The results of this study demonstrate the general effect that organic enrichment has on marine sediments: namely, lower diversity and greater abundance of individuals. The benthic variables which showed the best correlation with the distribution and abundance of species were the concentrations of TP and Eh. The polychaete worm Capitella capitata was the dominant species under the cages, and thus can be considered a good indicator of organic contamination. Taxas such as Ampelisca spinipes, Apseudes latreilli, Nephtys hombergi, Pectinaria koreni and Hyalinoecia bilineata can be regarded as good indicators of non‐disturbed areas.

Conclusion

This study showed that fish‐farming activities located in marine ecosystems can give rise to certain environmental effects in the water column as these activities decrease the concentration of dissolved oxygen and increase the concentration DIN and PO4 3−. These conditions occasionally altered the stoichiometric ratios between nutrients and the limiting nutrient in primary production. Some future lines of research that may prove useful may be the characterisation and quantification of phytoplankton species, as the alterations which may favour the development of species that do not require silicate, such as dinoflagellates. In addition, the fact that we found nutrient concentrations with lower levels of Chl‐a at the fish farm facility suggests that it would be worth studying the role of marine biofouling on submerged fish farm structures in the uptake of nutrients, particulates and phytoplankton.

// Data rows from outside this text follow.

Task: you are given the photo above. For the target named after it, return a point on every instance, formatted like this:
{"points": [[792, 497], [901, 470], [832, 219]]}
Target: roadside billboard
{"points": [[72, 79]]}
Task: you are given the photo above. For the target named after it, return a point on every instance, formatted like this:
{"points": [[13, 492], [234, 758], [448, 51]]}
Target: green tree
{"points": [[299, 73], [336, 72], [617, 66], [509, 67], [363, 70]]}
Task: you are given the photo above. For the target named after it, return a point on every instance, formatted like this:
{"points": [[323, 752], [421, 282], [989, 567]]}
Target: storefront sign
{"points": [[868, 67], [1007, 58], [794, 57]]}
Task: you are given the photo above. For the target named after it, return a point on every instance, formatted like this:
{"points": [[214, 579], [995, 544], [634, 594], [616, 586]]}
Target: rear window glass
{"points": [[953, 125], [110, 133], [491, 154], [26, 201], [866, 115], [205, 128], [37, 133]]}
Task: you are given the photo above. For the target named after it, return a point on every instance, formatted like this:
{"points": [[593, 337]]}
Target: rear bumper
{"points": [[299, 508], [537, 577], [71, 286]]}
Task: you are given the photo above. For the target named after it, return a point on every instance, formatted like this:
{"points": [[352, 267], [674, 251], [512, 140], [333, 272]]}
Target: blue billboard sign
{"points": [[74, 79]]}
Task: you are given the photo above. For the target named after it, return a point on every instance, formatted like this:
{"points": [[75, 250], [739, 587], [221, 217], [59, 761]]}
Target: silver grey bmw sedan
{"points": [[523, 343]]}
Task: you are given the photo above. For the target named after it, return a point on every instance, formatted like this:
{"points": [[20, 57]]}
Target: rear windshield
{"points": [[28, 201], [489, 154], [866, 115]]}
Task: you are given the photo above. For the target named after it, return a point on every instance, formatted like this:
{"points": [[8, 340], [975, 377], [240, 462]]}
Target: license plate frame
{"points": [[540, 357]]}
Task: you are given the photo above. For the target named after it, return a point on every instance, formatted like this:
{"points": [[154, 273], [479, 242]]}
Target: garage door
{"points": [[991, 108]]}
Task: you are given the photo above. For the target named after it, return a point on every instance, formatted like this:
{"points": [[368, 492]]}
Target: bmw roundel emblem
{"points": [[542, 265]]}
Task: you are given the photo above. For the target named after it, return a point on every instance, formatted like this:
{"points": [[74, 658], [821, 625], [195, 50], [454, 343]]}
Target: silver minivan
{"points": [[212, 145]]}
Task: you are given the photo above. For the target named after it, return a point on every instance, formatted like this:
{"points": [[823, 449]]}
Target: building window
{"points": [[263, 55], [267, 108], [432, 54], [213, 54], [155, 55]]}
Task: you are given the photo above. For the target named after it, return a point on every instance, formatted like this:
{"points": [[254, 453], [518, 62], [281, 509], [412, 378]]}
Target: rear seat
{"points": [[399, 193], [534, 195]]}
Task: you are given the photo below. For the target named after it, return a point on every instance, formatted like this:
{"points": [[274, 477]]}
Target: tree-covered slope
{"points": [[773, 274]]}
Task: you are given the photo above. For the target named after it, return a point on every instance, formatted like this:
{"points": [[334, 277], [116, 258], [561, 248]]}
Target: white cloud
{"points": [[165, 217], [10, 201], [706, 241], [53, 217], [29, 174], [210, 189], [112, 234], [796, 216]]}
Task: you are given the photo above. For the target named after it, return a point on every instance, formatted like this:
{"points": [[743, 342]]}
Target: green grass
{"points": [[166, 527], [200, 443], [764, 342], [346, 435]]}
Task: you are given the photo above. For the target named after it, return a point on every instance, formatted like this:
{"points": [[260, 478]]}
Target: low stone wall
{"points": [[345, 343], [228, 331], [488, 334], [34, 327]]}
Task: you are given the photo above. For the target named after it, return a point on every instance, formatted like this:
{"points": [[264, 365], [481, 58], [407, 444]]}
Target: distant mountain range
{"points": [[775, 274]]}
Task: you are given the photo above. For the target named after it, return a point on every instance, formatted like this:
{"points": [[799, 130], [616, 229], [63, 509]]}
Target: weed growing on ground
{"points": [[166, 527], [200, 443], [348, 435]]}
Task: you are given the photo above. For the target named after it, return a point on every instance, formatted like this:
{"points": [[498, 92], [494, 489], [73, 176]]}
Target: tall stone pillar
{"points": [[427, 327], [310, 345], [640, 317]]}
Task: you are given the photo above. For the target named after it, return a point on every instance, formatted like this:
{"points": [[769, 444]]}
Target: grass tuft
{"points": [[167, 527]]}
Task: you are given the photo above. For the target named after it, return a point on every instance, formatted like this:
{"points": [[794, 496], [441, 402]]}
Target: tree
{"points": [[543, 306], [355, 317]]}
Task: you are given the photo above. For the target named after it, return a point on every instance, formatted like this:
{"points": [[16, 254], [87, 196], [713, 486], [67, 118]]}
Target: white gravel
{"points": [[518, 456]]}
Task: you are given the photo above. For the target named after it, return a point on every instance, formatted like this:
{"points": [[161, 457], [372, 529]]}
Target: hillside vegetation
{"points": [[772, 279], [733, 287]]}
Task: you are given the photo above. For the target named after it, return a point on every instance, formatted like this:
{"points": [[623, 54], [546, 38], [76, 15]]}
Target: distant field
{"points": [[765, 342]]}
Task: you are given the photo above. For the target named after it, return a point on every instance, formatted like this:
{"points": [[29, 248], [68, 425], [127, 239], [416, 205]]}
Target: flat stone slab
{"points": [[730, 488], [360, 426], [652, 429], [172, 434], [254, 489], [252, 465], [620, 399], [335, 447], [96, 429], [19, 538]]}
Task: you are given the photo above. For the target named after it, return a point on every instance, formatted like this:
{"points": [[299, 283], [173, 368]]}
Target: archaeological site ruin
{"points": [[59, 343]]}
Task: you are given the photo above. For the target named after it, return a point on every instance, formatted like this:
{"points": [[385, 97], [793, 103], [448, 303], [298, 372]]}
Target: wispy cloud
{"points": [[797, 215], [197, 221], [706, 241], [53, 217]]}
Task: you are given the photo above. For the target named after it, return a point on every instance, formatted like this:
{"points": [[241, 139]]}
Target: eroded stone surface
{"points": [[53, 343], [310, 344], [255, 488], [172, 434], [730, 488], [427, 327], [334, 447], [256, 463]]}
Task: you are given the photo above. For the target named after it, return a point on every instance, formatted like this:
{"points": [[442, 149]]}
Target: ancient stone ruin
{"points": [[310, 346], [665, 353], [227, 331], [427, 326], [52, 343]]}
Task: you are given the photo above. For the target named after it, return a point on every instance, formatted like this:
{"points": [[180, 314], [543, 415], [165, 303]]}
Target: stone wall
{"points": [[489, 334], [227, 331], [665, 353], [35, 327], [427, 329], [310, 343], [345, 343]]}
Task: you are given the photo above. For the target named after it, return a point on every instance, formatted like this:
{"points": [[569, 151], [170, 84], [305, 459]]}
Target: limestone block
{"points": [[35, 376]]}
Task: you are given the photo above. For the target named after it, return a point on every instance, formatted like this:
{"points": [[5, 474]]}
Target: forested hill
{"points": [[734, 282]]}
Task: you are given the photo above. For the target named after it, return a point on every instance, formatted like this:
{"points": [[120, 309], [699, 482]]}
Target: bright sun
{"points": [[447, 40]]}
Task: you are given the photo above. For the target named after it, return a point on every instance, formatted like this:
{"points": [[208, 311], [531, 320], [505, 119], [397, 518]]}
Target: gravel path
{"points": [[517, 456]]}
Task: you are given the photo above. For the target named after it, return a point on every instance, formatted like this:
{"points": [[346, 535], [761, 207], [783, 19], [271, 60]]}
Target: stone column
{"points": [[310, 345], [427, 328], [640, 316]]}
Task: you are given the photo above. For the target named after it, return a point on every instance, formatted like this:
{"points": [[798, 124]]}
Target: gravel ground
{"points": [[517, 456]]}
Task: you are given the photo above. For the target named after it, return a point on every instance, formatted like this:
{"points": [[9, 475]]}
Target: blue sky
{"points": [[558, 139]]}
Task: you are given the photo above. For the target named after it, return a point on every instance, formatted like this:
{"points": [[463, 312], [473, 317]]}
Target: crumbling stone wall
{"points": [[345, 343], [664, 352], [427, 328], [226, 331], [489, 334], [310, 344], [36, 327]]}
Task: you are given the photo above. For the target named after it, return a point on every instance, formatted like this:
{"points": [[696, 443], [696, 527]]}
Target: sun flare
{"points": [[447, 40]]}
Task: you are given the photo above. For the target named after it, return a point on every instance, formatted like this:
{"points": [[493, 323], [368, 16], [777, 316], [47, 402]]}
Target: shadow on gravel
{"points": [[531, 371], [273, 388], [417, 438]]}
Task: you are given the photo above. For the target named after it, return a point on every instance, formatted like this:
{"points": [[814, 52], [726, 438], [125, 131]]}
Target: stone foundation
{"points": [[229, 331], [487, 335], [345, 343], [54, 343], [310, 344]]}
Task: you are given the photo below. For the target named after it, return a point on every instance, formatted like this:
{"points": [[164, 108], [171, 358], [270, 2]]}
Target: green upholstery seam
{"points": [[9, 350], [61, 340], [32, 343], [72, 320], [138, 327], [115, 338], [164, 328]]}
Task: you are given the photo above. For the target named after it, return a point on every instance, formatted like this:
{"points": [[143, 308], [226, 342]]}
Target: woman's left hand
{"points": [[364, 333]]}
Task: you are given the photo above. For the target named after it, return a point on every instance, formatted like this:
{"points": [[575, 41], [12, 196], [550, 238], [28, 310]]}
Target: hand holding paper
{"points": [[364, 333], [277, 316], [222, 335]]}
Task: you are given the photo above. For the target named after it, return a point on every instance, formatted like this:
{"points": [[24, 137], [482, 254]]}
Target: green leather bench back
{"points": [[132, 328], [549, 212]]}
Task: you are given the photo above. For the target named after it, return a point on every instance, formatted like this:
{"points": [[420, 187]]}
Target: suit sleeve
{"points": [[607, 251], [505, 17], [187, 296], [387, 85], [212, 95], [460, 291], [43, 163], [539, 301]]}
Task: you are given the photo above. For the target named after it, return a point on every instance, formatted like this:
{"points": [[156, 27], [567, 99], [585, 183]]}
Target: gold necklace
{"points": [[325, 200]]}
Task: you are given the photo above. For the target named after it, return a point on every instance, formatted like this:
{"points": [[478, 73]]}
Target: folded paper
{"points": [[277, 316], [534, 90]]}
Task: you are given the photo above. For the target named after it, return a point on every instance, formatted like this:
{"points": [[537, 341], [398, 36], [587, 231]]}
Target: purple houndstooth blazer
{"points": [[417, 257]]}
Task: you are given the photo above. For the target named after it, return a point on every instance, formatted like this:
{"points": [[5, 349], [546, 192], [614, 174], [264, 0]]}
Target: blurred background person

The sediment under the cages was found to have greater concentrations of organic matter and total phosphorus, as well as a redox potential that was more negative with respect to the sediments located in the control station. This was attributed to the organic waste from the fish farm. Since the fish feeding rates were a function of water temperature, the sediments quality consequently also showed seasonal changes. The fish farming activity also generated a significant change to the structure of the benthic community under the fish cages, with a notable decrease in specific richness and nearly a nine‐fold increase in abundance. The values of OM, TP, Eh and% gravels in sediments influence the distribution and abundance of species of the macrofauna, which limits the presence of sensitive species and favours population growth of opportunists such as Capitella capitata.

Although these impacts are quite localised and depend on a variety of factors arising from the fish farming activity itself and its location, this type of research may be of assistance in legislative processes, management practices and the adoption of measures by this industry to reduce the negative impact of these farming activities on the environment.